Para mahasiswa tersebut didampingi oleh dua dosen pembimbing, yaitu Anggara Mahardika, Ph.D. dan Dr. Mobinta Kusuma. Kolaborasi multidisiplin ini menjadi bukti nyata keseriusan akademisi daerah dalam menjawab tantangan iklim dan pangan global.
BACA JUGA:UPS Resmi Tutup Summer Camp 2026, Perkuat Jejaring Internasional Lewat Pertukaran Budaya
Strategi Memperkuat Reputasi Kampus di Kancah Global
Wakil Rektor Bidang Kerja Sama dan Sistem Informasi UPS Tegal, Dr. Noor Zuhry, M.Si., memberikan apresiasi tinggi atas capaian tim delegasi. Ia menilai keterlibatan ini sebagai bagian dari agenda strategis untuk meningkatkan eksistensi dan reputasi akademik kampus di tingkat internasional.
"Partisipasi ini jadi langkah strategis memperkuat reputasi UPS Tegal. Mahasiswa tak hanya menimba ilmu dan jaringan internasional, tetapi juga menjadi duta yang mengenalkan potensi daerah ke tingkat dunia," ujar Noor Zuhry.
Keterlibatan aktif mahasiswa lintas disiplin ini menegaskan komitmen UPS Tegal dalam mendorong kolaborasi global.
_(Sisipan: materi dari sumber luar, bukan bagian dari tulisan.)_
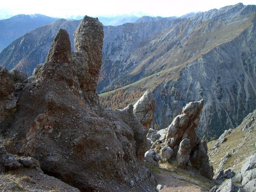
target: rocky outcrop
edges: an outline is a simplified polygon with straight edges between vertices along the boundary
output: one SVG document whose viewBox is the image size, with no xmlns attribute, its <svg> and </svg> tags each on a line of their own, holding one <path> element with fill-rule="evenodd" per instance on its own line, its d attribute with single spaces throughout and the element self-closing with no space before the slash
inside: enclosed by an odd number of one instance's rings
<svg viewBox="0 0 256 192">
<path fill-rule="evenodd" d="M 151 149 L 157 151 L 160 148 L 163 151 L 163 155 L 166 149 L 170 148 L 172 151 L 170 156 L 167 158 L 166 156 L 162 155 L 162 158 L 176 160 L 182 168 L 192 166 L 202 175 L 212 179 L 213 170 L 209 164 L 207 144 L 204 139 L 199 138 L 195 130 L 203 106 L 203 100 L 188 104 L 182 109 L 181 114 L 175 117 L 167 128 L 166 134 L 159 132 L 162 135 L 159 134 L 160 138 L 153 144 Z"/>
<path fill-rule="evenodd" d="M 161 128 L 186 103 L 204 98 L 198 134 L 218 137 L 256 108 L 256 7 L 238 4 L 190 18 L 104 27 L 98 91 L 150 78 L 154 124 Z M 60 20 L 26 34 L 0 53 L 0 65 L 31 75 L 58 29 L 72 39 L 79 23 Z"/>
<path fill-rule="evenodd" d="M 149 90 L 147 90 L 134 106 L 134 115 L 146 128 L 147 132 L 148 132 L 149 126 L 154 118 L 155 105 L 153 95 Z"/>
<path fill-rule="evenodd" d="M 11 118 L 16 110 L 18 94 L 26 84 L 26 74 L 0 68 L 0 122 Z"/>
<path fill-rule="evenodd" d="M 85 16 L 74 52 L 60 30 L 46 62 L 19 92 L 15 115 L 0 122 L 10 139 L 5 144 L 81 191 L 154 191 L 144 165 L 146 129 L 133 106 L 105 110 L 96 93 L 102 30 L 97 19 Z"/>
<path fill-rule="evenodd" d="M 53 177 L 44 174 L 40 163 L 31 157 L 8 153 L 0 146 L 0 188 L 2 191 L 52 190 L 77 192 L 72 187 Z"/>
</svg>

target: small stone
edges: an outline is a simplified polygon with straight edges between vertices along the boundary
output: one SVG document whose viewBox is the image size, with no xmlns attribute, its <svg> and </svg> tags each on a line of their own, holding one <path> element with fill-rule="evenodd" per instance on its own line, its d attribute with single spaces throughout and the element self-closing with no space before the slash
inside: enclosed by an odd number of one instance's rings
<svg viewBox="0 0 256 192">
<path fill-rule="evenodd" d="M 129 182 L 129 184 L 130 184 L 130 186 L 131 187 L 132 187 L 134 184 L 134 182 L 133 181 L 133 180 L 131 180 L 130 181 L 130 182 Z"/>
<path fill-rule="evenodd" d="M 156 189 L 158 191 L 160 191 L 164 187 L 164 186 L 163 185 L 161 185 L 161 184 L 158 184 L 156 186 Z"/>
</svg>

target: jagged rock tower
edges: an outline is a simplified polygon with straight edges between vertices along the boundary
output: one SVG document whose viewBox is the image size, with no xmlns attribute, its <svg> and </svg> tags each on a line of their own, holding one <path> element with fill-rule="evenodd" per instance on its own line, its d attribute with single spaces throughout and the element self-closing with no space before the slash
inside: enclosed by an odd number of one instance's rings
<svg viewBox="0 0 256 192">
<path fill-rule="evenodd" d="M 85 16 L 73 52 L 68 33 L 59 31 L 45 63 L 24 87 L 8 90 L 16 104 L 8 119 L 1 116 L 1 133 L 12 145 L 3 144 L 81 191 L 154 191 L 144 165 L 146 130 L 133 106 L 105 110 L 96 94 L 103 38 L 102 24 Z"/>
</svg>

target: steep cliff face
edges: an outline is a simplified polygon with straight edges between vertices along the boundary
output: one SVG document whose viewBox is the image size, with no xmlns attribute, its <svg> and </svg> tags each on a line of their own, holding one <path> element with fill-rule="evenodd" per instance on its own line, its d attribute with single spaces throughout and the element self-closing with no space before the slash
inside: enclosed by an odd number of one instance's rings
<svg viewBox="0 0 256 192">
<path fill-rule="evenodd" d="M 104 27 L 97 90 L 126 85 L 124 89 L 132 88 L 125 90 L 128 93 L 134 87 L 151 90 L 158 128 L 167 127 L 187 102 L 204 98 L 199 133 L 218 137 L 255 108 L 256 10 L 238 4 L 191 17 Z M 74 31 L 75 22 L 58 22 Z M 56 32 L 60 25 L 48 25 L 47 30 L 14 42 L 0 53 L 1 65 L 31 75 L 35 64 L 46 58 L 54 36 L 48 31 Z M 38 33 L 39 41 L 32 36 Z"/>
<path fill-rule="evenodd" d="M 39 14 L 18 15 L 0 20 L 0 52 L 17 38 L 58 19 Z"/>
<path fill-rule="evenodd" d="M 74 52 L 68 33 L 59 30 L 46 62 L 17 93 L 14 115 L 0 117 L 3 144 L 81 191 L 155 191 L 144 165 L 146 129 L 133 106 L 112 111 L 99 103 L 103 39 L 102 24 L 89 17 L 76 32 Z M 0 80 L 11 78 L 3 69 Z"/>
<path fill-rule="evenodd" d="M 171 116 L 172 107 L 168 104 L 179 108 L 203 98 L 198 128 L 200 135 L 218 136 L 240 123 L 256 107 L 255 21 L 234 40 L 187 64 L 176 82 L 166 85 L 166 92 L 171 94 L 164 103 L 162 99 L 157 100 L 160 104 L 158 110 L 167 104 L 167 114 Z"/>
</svg>

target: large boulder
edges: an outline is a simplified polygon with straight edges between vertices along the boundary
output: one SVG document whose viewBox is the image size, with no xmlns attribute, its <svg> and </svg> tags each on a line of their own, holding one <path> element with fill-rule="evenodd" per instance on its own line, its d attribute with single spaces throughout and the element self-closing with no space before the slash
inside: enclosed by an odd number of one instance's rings
<svg viewBox="0 0 256 192">
<path fill-rule="evenodd" d="M 134 105 L 133 112 L 148 132 L 149 126 L 154 118 L 156 102 L 149 90 L 147 90 Z"/>
<path fill-rule="evenodd" d="M 105 110 L 96 94 L 103 37 L 98 19 L 85 16 L 72 52 L 59 30 L 46 62 L 20 90 L 15 115 L 0 122 L 5 145 L 81 191 L 154 191 L 144 163 L 146 130 L 132 106 Z"/>
<path fill-rule="evenodd" d="M 184 168 L 189 161 L 190 149 L 190 141 L 188 139 L 184 139 L 180 143 L 179 150 L 177 154 L 177 161 L 179 166 Z"/>
<path fill-rule="evenodd" d="M 234 186 L 231 179 L 227 179 L 223 182 L 216 190 L 216 192 L 233 192 Z"/>
<path fill-rule="evenodd" d="M 202 175 L 212 179 L 213 168 L 209 163 L 206 141 L 200 140 L 196 131 L 203 106 L 202 100 L 186 105 L 181 114 L 175 117 L 167 128 L 165 142 L 173 149 L 173 155 L 176 155 L 180 166 L 184 168 L 190 161 Z"/>
</svg>

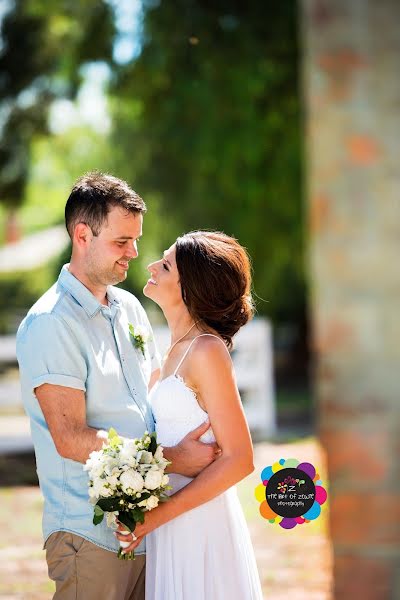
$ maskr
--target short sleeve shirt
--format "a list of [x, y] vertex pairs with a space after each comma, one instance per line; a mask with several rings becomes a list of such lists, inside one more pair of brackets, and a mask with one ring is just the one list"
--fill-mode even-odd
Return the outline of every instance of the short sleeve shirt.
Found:
[[[70, 531], [116, 551], [117, 541], [105, 521], [92, 523], [83, 465], [58, 454], [35, 396], [44, 383], [82, 390], [89, 427], [114, 427], [131, 438], [154, 430], [147, 390], [160, 361], [150, 323], [129, 292], [109, 286], [107, 297], [109, 306], [104, 306], [64, 265], [58, 281], [22, 321], [17, 357], [45, 501], [44, 539], [55, 531]], [[147, 330], [144, 352], [135, 346], [130, 324]], [[144, 551], [142, 542], [135, 552]]]

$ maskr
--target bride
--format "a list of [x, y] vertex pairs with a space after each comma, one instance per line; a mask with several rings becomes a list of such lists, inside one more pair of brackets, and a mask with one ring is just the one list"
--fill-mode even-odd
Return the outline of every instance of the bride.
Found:
[[147, 536], [146, 600], [261, 600], [234, 487], [254, 466], [229, 354], [252, 316], [249, 258], [234, 238], [195, 231], [148, 270], [144, 294], [163, 310], [172, 340], [150, 392], [157, 441], [174, 446], [208, 419], [201, 440], [220, 453], [194, 479], [170, 466], [170, 500], [146, 513], [126, 551]]

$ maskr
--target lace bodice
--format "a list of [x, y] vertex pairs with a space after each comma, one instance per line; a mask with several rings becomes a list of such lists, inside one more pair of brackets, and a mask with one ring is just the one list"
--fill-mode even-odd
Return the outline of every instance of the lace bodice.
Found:
[[[157, 441], [162, 446], [175, 446], [187, 433], [207, 420], [207, 413], [197, 402], [196, 394], [180, 375], [157, 381], [150, 392], [156, 423]], [[202, 442], [214, 442], [212, 429], [201, 436]]]

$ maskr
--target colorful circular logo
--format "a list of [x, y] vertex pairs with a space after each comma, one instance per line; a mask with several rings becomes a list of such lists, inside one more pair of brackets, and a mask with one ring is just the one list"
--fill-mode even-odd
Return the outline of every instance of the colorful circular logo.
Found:
[[327, 492], [311, 463], [281, 458], [262, 470], [261, 481], [255, 496], [261, 502], [261, 516], [270, 523], [293, 529], [321, 514]]

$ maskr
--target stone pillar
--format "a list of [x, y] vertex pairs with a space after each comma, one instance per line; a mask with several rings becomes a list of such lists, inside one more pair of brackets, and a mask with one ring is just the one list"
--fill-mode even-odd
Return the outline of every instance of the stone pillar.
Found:
[[400, 2], [301, 0], [336, 600], [400, 598]]

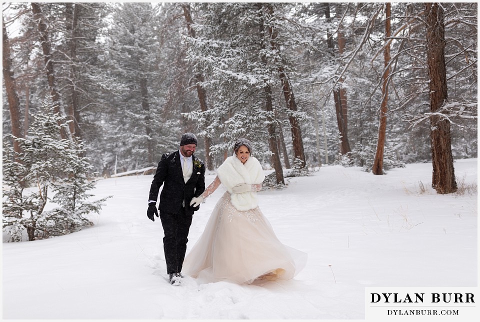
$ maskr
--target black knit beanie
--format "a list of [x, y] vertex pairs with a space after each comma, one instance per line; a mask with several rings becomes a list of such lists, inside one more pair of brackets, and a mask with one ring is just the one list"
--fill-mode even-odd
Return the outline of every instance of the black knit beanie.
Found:
[[196, 137], [193, 133], [188, 132], [182, 136], [180, 139], [180, 145], [186, 145], [187, 144], [195, 144], [196, 145]]

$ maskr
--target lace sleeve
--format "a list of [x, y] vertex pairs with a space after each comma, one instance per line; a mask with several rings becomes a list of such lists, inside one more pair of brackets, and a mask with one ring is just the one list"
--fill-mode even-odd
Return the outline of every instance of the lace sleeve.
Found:
[[218, 179], [218, 176], [216, 176], [215, 177], [215, 180], [210, 184], [210, 185], [206, 187], [206, 189], [205, 189], [205, 191], [204, 191], [204, 193], [202, 193], [200, 196], [203, 198], [204, 200], [205, 200], [207, 197], [211, 195], [216, 190], [216, 188], [220, 185], [220, 179]]

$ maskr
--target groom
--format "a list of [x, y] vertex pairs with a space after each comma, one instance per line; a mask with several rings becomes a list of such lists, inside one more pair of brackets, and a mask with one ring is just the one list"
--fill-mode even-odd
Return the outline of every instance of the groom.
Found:
[[150, 187], [146, 215], [154, 221], [154, 215], [158, 217], [156, 206], [158, 191], [164, 183], [158, 210], [164, 228], [166, 272], [172, 285], [180, 284], [192, 216], [200, 208], [190, 206], [190, 201], [205, 190], [204, 162], [194, 155], [196, 143], [193, 133], [182, 135], [180, 150], [162, 156]]

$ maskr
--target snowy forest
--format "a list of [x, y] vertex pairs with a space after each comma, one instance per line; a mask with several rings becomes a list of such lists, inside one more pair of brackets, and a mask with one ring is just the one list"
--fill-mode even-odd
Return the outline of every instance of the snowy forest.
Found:
[[438, 111], [424, 3], [152, 4], [4, 3], [4, 141], [52, 106], [106, 176], [156, 165], [186, 132], [210, 170], [245, 137], [268, 167], [370, 171], [380, 142], [384, 169], [430, 160], [438, 113], [454, 157], [477, 155], [476, 3], [436, 17]]
[[250, 140], [273, 185], [284, 169], [432, 162], [432, 186], [452, 192], [454, 159], [478, 153], [477, 13], [474, 2], [4, 3], [4, 184], [14, 198], [12, 187], [42, 178], [30, 200], [42, 209], [54, 182], [62, 211], [81, 218], [100, 207], [87, 178], [151, 173], [191, 132], [209, 170]]

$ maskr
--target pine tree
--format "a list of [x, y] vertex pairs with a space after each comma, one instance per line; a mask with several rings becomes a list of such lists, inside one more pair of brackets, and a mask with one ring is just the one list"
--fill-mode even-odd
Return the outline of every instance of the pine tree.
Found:
[[[50, 106], [52, 105], [50, 104]], [[64, 235], [93, 225], [88, 215], [99, 213], [104, 198], [90, 201], [94, 186], [81, 144], [58, 137], [68, 124], [51, 108], [32, 115], [29, 135], [16, 139], [17, 155], [4, 140], [3, 229], [10, 241]], [[50, 194], [52, 193], [52, 196]]]

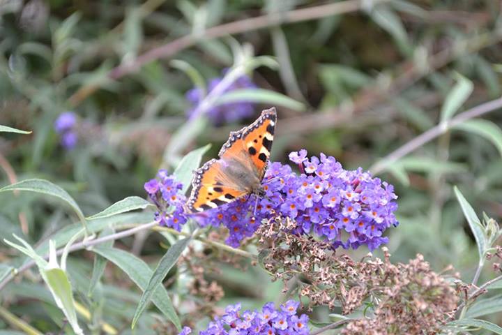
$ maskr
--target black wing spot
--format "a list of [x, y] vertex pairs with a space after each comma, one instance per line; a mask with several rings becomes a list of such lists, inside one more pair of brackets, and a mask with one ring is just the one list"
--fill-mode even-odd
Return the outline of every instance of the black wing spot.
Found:
[[272, 126], [271, 124], [269, 124], [267, 126], [267, 131], [270, 133], [271, 135], [273, 135], [273, 132], [275, 130], [275, 127]]
[[268, 151], [270, 152], [270, 149], [271, 148], [272, 148], [272, 141], [271, 141], [266, 137], [264, 137], [262, 142], [264, 147], [265, 147], [266, 149], [268, 150]]
[[222, 204], [225, 204], [227, 203], [226, 201], [220, 200], [220, 199], [215, 199], [213, 200], [213, 202], [216, 204], [216, 206], [221, 206]]

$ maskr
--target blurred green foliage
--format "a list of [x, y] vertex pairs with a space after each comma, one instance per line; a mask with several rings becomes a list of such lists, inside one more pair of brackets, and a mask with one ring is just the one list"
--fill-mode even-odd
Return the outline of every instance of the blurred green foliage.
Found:
[[[256, 115], [277, 105], [273, 160], [286, 161], [289, 151], [306, 148], [337, 157], [346, 168], [376, 168], [400, 197], [400, 225], [389, 236], [393, 260], [406, 262], [420, 253], [437, 271], [452, 265], [470, 282], [477, 248], [452, 186], [478, 217], [484, 211], [500, 222], [500, 111], [458, 124], [397, 161], [381, 159], [501, 96], [500, 3], [347, 3], [349, 9], [330, 12], [321, 6], [335, 2], [0, 1], [0, 124], [33, 132], [0, 128], [1, 186], [47, 179], [68, 192], [86, 216], [126, 197], [144, 198], [143, 184], [159, 167], [173, 170], [184, 154], [208, 142], [214, 145], [204, 157], [215, 156], [229, 131], [251, 121], [220, 127], [186, 121], [186, 91], [235, 68], [243, 58], [250, 63], [243, 71], [267, 91], [227, 98], [255, 101]], [[310, 20], [294, 12], [305, 7]], [[273, 19], [246, 24], [258, 15]], [[65, 111], [86, 124], [73, 150], [60, 145], [53, 128]], [[0, 238], [12, 239], [15, 233], [43, 255], [50, 238], [63, 246], [80, 229], [78, 218], [57, 200], [40, 199], [0, 192]], [[151, 216], [124, 214], [88, 224], [91, 232], [100, 232], [147, 223]], [[162, 245], [173, 239], [146, 234], [121, 239], [115, 246], [132, 251], [131, 257], [153, 267], [165, 253]], [[154, 325], [167, 321], [151, 306], [130, 330], [141, 292], [117, 267], [109, 265], [89, 295], [93, 259], [78, 251], [68, 260], [75, 298], [91, 313], [79, 314], [80, 325], [91, 334], [100, 334], [103, 322], [120, 334], [158, 334]], [[0, 278], [26, 261], [4, 244], [0, 260]], [[280, 284], [259, 268], [221, 268], [215, 278], [226, 293], [221, 306], [242, 302], [254, 308], [284, 299], [277, 293]], [[480, 283], [495, 275], [486, 265]], [[500, 289], [489, 293], [499, 306]], [[35, 271], [3, 288], [0, 300], [40, 332], [57, 334], [63, 327], [72, 334]], [[482, 315], [502, 323], [501, 308], [491, 311]], [[319, 308], [312, 319], [327, 322], [328, 311]], [[0, 329], [12, 327], [0, 318]]]

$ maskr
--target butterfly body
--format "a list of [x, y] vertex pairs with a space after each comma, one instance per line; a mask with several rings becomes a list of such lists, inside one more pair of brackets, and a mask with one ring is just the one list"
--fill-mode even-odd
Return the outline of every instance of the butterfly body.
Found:
[[216, 208], [250, 194], [261, 195], [261, 180], [273, 140], [275, 108], [264, 110], [252, 124], [230, 133], [220, 159], [211, 159], [195, 171], [190, 211]]

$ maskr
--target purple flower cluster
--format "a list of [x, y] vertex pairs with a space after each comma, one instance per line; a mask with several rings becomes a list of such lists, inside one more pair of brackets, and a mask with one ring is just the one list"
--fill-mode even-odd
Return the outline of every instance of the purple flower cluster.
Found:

Ke depan, pihak universitas berencana terus memperluas jejaring kerja sama riset dan program akademik dengan berbagai perguruan tinggi mancanegara.
Ringkasan Cepat
- Kegiatan: UPS Tegal berpartisipasi dalam The 6th Online Workshop on Sustainable Development Goals (SDGs) pada 4–5 Agustus 2026.
- Isu Utama: Mengangkat potensi lokal bawang merah dan konservasi mangrove Tegal–Brebes untuk mendukung SDGs 2, 14, dan 15.
- Penyelenggara: Kolaborasi Kwansei Gakuin University (Jepang), Universiti Teknologi MARA (Malaysia), serta konsorsium kampus Indonesia (UPS Tegal, Undip, Unpad, Unsoed).
- Delegasi: 5 mahasiswa (FPIK dan FKIP) didampingi 2 dosen pembimbing (Anggara Mahardika, Ph.D. & Dr. Mobinta Kusuma).
FAQ: Pertanyaan Sering Diajukan
Apa judul papper yang dibawakan UPS Tegal pada workshop SDGs ke-6?
- Delegasi UPS Tegal membawakan presentasi berjudul "The Green and Blue Heritage of Tegal–Brebes: Shallots, Mangroves, and Sustainable Futures" yang membahas komoditas bawang merah dan konservasi ekosistem mangrove.
Siapa saja institusi yang terlibat dalam forum SDGs internasional ini?
- Forum diselenggarakan oleh Kwansei Gakuin University dari Jepang, Universiti Teknologi MARA dari Malaysia, serta konsorsium universitas Indonesia yang mencakup UPS Tegal, Undip, Unpad, dan Unsoed.
Apa target SDGs yang menjadi fokus utama dalam forum ini?
- Forum fokus pada tiga target utama Sustainable Development Goals, yaitu pengentasan kelaparan (SDGs 2), perlindungan ekosistem laut (SDGs 14), dan pelestarian ekosistem darat (SDGs 15).